The comparative risk analysis of foods produced by conventional versus modern biotechnology methods, using the latest metabolic profiling methods, is a key part of the research and is the area in which South African scientists intend making a significant contribution. The project also includes a significant training component to build the capacity of South African scientists in this high-tech field.
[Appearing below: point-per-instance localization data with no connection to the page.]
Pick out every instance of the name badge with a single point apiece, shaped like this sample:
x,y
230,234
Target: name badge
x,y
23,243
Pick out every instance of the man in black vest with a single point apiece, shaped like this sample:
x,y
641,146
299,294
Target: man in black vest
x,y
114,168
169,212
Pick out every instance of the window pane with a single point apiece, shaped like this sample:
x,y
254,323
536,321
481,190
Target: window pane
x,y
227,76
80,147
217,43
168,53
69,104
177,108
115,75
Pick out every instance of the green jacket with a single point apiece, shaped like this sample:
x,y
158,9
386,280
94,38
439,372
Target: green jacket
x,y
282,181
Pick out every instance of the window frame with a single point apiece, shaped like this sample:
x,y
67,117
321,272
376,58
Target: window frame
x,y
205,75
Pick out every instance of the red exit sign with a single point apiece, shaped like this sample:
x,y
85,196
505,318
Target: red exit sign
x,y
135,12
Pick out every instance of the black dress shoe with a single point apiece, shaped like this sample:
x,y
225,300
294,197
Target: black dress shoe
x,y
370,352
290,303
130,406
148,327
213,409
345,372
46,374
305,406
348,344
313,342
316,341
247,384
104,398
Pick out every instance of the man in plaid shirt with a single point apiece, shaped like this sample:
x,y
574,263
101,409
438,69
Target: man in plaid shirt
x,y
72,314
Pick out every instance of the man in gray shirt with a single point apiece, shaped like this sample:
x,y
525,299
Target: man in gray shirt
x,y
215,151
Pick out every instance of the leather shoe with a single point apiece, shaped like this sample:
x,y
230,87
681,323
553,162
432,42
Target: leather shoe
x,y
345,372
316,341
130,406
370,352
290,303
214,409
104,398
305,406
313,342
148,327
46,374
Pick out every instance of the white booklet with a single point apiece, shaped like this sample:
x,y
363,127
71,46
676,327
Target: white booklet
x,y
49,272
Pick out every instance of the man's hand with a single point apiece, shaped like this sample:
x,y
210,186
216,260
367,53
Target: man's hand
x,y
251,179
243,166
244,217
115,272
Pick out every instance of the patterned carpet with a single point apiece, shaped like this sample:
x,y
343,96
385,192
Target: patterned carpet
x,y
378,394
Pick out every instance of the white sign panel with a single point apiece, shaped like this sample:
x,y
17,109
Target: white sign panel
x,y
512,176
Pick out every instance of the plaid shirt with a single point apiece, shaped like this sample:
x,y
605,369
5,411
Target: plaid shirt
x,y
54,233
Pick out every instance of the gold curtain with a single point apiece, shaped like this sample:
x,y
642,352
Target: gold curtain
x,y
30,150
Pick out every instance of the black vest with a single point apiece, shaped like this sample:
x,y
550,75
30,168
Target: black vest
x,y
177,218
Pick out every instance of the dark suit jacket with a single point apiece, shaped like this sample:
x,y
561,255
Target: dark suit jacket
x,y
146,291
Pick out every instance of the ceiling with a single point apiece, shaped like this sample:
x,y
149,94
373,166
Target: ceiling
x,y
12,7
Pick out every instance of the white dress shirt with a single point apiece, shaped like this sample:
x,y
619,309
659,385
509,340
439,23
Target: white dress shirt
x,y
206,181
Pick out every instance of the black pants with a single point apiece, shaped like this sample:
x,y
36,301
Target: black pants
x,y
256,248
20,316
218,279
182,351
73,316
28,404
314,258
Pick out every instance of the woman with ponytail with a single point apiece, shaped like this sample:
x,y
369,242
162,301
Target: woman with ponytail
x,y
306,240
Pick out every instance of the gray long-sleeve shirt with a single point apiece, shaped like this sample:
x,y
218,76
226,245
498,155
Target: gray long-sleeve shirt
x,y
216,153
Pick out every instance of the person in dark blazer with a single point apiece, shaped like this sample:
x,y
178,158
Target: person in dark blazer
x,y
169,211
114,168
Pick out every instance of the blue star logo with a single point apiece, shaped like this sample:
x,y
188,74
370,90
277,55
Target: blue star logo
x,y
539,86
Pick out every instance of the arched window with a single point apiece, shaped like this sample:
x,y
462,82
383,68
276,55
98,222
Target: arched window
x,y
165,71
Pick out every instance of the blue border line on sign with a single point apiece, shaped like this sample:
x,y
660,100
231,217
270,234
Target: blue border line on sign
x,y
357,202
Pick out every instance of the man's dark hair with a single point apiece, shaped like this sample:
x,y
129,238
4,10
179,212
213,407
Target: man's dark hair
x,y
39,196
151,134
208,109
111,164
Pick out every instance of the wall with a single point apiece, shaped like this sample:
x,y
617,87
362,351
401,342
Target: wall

Molecular biologists, analytical scientists and plant pathologists at the CSIR will be joined by research peers at the Agricultural Research Council and the University of Pretoria to research the two commercially-important crops that have been selected, namely potatoes (the fourth most important world food crop) and maize (the third most planted field crop in the world). They will investigate the plants’ metabolic profiles, derived from the chemical reactions that occur during synthesis and breakdown, as well as the variations in the proteome (the total complement of proteins) produced. This will be done for plants showing “natural” variations, somaclonal variations (eg through tissue culture procedures) and GMOs; for plant materials produced under different production systems; and for plants with fungal or bacterial contamination in comparison with uninfected plants.

“From a South African perspective, we are particularly interested in the results of nutritional comparisons of crops farmed in a high-input agricultural production system as opposed to low-input small-holder farming”, says Dr Morris.

She says in addition to the potential value of the research outcome to which South Africa will have access, the opportunity for South African scientists to interact with the world’s best researchers in this domain, is invaluable. This has been made possible by a significant investment by the Department of Science and Technology, first through availing seed funding for meetings and networking that led to the CSIR joining the consortium, and subsequently through a financial commitment to the project.

Internationally, the Safe Foods project is coordinated by the RIKILT Institute of Food Safety, part of Wageningen University Research in the Netherlands.